The IT Shop Arsenal: Don’t Bring a Knife to a Gunfight
Why are tools so often an afterthought in the software shop? An expense? A training burden?
Because no one bothers to do the math.
Track your teams activities for a week and in most cases you’ll find wasted hours, unneeded stress and frustration, and a range of festering problems that could be remedied by the use of a good tool. Excel and Word are good pocket knives but your shop deserves more effective tools.
Here is a short list of the arsenal at your disposal:
- Project Management – ex. MS Project
- Development Tools – ex.

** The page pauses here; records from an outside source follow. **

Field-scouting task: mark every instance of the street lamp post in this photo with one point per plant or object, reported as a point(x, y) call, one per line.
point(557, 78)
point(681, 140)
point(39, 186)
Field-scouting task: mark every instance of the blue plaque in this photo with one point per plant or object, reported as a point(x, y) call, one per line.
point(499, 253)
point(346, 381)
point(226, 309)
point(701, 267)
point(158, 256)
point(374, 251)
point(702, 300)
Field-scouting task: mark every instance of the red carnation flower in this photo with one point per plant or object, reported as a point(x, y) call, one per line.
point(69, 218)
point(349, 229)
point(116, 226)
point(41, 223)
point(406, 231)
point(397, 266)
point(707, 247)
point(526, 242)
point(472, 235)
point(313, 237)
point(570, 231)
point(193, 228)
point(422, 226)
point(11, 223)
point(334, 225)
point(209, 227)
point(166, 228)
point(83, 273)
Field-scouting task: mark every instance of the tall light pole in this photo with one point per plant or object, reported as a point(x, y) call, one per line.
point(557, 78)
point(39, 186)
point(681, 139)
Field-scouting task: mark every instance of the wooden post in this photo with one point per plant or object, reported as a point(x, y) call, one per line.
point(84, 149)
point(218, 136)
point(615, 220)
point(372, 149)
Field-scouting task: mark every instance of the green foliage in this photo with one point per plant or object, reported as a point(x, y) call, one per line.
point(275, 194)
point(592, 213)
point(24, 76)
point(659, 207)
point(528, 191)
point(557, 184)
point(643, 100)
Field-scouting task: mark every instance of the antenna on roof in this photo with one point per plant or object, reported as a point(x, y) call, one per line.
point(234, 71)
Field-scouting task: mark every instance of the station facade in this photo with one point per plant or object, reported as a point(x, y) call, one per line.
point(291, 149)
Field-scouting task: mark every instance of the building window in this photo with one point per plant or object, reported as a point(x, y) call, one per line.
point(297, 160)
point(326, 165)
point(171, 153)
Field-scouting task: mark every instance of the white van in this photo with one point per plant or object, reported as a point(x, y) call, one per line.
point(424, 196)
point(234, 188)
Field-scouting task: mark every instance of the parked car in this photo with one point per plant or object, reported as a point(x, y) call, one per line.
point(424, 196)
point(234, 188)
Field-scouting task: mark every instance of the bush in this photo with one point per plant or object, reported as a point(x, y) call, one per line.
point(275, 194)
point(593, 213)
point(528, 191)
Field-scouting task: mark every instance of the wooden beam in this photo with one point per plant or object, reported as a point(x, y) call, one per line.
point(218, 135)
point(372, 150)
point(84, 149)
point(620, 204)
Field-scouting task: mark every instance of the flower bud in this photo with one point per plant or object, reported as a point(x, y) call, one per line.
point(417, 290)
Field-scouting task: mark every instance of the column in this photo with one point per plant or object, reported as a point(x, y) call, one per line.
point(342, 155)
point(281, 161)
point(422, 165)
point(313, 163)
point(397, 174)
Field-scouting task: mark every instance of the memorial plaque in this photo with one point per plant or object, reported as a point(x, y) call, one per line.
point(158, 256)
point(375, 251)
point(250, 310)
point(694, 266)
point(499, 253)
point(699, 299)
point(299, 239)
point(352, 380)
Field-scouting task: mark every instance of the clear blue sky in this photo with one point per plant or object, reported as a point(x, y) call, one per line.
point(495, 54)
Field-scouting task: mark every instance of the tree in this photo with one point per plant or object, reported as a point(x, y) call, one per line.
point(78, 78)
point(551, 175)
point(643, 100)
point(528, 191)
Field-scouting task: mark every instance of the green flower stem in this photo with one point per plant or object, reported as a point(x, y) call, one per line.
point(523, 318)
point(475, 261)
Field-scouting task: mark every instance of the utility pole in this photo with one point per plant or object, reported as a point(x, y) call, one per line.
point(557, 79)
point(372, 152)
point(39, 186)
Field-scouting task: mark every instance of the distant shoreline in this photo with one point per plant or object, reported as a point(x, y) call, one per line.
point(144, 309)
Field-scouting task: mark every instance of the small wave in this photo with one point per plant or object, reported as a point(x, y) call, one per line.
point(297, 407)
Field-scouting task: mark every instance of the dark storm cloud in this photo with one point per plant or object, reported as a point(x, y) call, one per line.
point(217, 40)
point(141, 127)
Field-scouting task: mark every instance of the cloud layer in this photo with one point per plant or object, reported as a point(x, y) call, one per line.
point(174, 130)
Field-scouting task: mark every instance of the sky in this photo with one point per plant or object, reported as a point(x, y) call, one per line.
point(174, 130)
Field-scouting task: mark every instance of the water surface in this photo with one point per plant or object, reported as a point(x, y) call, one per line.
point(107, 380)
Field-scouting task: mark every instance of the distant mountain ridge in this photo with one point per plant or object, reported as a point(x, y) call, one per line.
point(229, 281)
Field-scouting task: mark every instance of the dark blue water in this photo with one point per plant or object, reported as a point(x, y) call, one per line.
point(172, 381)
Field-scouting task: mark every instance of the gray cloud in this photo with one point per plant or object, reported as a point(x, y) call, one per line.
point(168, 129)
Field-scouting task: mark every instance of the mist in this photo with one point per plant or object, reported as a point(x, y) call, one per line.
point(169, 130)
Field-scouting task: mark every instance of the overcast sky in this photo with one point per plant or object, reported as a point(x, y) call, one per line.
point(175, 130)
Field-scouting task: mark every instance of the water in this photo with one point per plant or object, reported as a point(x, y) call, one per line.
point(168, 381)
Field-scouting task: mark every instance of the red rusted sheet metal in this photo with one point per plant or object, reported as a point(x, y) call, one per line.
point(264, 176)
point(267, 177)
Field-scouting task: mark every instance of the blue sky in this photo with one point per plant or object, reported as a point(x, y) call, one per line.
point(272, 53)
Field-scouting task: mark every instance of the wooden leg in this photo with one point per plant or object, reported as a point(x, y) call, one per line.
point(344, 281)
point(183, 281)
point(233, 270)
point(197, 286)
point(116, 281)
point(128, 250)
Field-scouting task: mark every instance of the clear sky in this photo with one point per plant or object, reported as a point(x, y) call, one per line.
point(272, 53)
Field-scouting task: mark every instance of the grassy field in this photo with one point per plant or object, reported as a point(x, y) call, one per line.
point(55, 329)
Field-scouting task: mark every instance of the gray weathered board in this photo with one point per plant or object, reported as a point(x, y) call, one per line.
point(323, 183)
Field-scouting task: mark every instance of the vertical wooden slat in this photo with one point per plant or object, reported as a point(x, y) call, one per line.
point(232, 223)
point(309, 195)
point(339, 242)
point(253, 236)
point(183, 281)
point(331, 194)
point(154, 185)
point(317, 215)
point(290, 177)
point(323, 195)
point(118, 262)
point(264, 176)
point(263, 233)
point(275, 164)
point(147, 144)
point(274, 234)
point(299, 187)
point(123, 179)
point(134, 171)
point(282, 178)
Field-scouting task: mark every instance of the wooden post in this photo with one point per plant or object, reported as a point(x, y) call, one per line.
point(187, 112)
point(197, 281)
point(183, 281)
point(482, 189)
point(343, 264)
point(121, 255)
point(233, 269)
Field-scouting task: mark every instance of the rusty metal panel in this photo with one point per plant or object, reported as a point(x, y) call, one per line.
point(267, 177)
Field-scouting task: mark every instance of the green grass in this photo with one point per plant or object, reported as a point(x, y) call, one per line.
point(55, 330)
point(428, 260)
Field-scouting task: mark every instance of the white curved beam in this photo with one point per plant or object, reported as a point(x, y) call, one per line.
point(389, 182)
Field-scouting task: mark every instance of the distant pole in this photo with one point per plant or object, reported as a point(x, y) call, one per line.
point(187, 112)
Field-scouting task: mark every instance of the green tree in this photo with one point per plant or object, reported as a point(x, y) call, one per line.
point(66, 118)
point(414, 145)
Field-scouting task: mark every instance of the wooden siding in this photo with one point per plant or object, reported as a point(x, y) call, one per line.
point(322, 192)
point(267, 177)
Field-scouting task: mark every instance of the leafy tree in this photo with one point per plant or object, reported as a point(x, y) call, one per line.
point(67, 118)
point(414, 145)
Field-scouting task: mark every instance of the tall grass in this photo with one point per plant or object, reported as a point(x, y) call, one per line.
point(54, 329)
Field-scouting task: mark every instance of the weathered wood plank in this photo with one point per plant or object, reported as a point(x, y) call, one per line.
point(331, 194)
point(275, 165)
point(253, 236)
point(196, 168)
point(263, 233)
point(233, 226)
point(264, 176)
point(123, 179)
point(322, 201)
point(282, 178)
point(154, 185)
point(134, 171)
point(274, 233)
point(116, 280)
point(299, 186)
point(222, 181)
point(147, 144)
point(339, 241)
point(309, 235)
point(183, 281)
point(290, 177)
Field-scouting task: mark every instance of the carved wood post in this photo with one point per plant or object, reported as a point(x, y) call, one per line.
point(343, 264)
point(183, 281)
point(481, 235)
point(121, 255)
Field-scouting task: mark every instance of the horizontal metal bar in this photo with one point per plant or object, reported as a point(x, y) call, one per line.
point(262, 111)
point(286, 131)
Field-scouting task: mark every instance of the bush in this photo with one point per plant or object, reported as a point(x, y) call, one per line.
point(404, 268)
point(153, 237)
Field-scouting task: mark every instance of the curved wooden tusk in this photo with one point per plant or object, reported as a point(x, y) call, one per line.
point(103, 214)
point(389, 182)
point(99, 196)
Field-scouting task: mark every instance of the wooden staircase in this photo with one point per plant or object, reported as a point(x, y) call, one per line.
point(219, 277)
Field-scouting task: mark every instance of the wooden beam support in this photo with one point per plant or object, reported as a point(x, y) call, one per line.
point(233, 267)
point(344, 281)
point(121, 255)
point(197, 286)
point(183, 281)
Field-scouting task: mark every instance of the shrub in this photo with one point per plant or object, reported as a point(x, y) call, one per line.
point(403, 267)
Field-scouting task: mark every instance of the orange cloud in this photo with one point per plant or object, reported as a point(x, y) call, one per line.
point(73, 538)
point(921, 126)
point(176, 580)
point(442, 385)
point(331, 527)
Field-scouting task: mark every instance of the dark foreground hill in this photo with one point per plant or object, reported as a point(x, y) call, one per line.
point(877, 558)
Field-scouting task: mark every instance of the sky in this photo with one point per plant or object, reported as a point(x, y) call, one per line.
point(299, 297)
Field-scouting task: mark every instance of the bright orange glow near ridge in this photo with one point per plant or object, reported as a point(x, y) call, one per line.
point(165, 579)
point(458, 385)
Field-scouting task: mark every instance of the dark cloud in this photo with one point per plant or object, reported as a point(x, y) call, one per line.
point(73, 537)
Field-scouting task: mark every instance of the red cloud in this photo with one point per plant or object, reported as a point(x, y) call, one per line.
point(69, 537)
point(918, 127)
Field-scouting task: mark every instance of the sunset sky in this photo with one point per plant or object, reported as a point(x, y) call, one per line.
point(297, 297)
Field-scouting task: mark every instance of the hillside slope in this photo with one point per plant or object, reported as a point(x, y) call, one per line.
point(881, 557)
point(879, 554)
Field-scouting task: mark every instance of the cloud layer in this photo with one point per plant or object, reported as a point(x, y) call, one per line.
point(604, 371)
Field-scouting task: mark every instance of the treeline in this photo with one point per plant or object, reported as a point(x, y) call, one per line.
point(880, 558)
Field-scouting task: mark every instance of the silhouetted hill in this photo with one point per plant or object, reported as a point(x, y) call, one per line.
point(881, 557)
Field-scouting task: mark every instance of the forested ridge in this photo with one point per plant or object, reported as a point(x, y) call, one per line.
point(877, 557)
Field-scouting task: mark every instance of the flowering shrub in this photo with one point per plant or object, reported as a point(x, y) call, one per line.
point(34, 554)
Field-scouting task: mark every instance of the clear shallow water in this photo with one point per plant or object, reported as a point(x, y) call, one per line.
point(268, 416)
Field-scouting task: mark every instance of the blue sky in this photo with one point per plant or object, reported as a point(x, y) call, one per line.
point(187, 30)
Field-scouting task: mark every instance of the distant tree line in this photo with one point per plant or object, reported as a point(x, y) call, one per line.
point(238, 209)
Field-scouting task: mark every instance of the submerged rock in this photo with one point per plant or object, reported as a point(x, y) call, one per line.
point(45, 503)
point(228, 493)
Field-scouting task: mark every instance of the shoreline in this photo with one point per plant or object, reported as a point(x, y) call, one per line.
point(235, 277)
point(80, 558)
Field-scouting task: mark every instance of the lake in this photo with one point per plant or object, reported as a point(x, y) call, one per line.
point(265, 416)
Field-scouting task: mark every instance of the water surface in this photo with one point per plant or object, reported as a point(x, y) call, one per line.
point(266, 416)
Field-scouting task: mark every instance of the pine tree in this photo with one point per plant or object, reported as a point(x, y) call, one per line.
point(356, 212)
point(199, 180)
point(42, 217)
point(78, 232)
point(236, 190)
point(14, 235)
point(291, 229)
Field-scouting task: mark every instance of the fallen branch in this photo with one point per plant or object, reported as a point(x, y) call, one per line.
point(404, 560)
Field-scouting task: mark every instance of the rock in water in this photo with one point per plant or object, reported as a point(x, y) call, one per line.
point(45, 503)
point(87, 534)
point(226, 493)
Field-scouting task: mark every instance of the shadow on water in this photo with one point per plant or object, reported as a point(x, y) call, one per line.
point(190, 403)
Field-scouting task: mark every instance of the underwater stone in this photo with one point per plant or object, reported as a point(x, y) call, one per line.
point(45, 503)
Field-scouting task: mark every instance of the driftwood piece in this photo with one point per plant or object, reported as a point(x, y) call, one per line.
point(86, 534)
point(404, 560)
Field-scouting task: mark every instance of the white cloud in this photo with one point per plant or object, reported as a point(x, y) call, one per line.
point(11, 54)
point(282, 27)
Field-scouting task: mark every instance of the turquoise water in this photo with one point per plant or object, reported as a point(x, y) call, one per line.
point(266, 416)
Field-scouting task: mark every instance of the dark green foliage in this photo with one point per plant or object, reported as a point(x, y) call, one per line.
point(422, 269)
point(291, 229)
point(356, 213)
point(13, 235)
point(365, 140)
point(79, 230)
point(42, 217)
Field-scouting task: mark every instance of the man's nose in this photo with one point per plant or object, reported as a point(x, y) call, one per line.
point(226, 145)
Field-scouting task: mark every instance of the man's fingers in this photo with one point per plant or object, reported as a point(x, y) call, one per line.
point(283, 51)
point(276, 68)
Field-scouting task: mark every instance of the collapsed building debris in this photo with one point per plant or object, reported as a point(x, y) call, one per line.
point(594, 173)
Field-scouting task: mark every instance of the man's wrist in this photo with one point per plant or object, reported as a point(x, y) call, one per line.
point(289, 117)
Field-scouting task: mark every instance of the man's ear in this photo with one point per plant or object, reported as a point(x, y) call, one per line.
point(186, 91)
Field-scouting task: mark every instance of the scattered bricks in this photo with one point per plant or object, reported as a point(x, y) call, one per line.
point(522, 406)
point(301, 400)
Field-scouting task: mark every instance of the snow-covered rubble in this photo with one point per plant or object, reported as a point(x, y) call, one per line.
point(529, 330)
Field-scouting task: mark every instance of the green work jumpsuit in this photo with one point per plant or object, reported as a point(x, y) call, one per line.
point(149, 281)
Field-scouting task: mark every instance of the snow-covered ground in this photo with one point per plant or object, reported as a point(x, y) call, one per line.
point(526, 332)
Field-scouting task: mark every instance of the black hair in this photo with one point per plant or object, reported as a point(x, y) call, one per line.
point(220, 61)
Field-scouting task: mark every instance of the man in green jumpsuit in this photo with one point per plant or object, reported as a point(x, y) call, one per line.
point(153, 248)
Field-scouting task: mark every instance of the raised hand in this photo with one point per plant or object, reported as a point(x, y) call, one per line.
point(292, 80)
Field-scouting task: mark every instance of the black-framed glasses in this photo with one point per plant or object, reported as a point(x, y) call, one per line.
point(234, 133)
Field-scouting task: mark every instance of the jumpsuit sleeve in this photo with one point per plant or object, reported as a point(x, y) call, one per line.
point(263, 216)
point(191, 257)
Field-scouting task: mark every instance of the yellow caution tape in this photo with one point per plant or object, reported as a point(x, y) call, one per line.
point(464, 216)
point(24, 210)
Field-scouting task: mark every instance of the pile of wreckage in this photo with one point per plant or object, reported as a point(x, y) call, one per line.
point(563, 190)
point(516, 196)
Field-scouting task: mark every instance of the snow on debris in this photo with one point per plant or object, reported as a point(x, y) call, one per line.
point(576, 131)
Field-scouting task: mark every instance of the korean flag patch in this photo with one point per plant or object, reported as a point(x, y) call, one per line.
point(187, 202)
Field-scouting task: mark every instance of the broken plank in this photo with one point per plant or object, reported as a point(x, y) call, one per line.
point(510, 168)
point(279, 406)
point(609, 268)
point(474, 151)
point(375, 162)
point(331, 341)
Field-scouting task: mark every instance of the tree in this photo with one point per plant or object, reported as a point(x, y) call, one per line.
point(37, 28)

Visual Studio .NET, J2EE, Eclipse
- Database – ex. MS SQL Server, Oracle, MySQL
- Document Management – ex. Sharepoint, network shares
- Bug Tracking – ex. Axosoft OnTime
- Source Code Control – ex. Perforce, MS Team Foundation Server, Subversion
- Test Tracking – ex. Silk
- Code Documentation – ex. Doxygen
Choosing a tool should be a team effort. Treat it like any software project. Take the time. Gather the requirements. Talk about the business users and their needs. Get buy-in from the team before purchasing.
A tool is useless without follow-up. Train the team on it’s use. Appoint a leader for the integration process. Build a group consensus as to the tool’s use within the team. If appropriate, make sure managers and tech leads use the tool, too. Lead by example.
Stop working with your hands and use tools. Think you’ve got tools already? Are they doing the job or did you bring a knife to a gunfight?
How do you approach tools in your IT shop?